With my commercial sheep farm, the fact that I feed them silage, and resulting silage affluent is an excellent biogas fuel; there is potential to build a system and generate electricity. I even have a dual-fueled liquid cooled generator kicking around. That is important because it takes heat to get the affluent to 103 degrees to get the biogas forming...it is a digester after all just like a sheeps stomach, etc.  I even have a bulldozer and backhoe to do the earth work, so I have a lot of what i need to turn sheep poo, household waste, and silage affluent into electricity.

But it still would not produce a lot of KW's.
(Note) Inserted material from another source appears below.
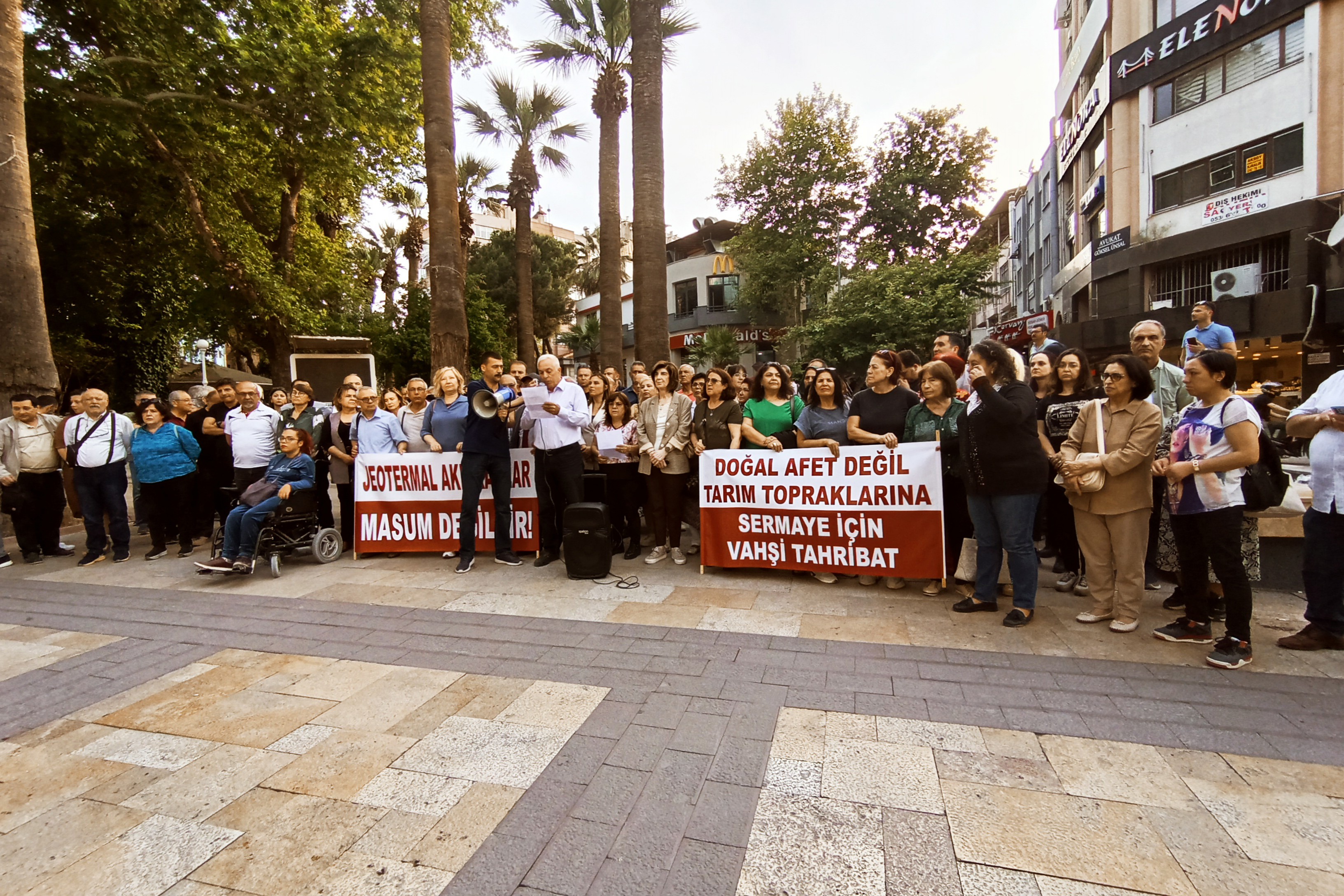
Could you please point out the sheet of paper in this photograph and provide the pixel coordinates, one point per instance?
(535, 397)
That is okay, sheep farms are not energy intensive anyway. So even if it kicked out 1 KW per hour, that is 24 KW's per day, of 720 KWs per month, or $100 worth of electrical credits out on the grid.

Now the $1200 question. Is it worth it to spend all kinds of time and money to build a biogas digester for $1200 worth of electricity per year? Generators wear out, systems cost money, and there is always my labor that has value. I agree the cool factor is nice. The green factor is good, but to go through building all this with no real proof it will all work as designed?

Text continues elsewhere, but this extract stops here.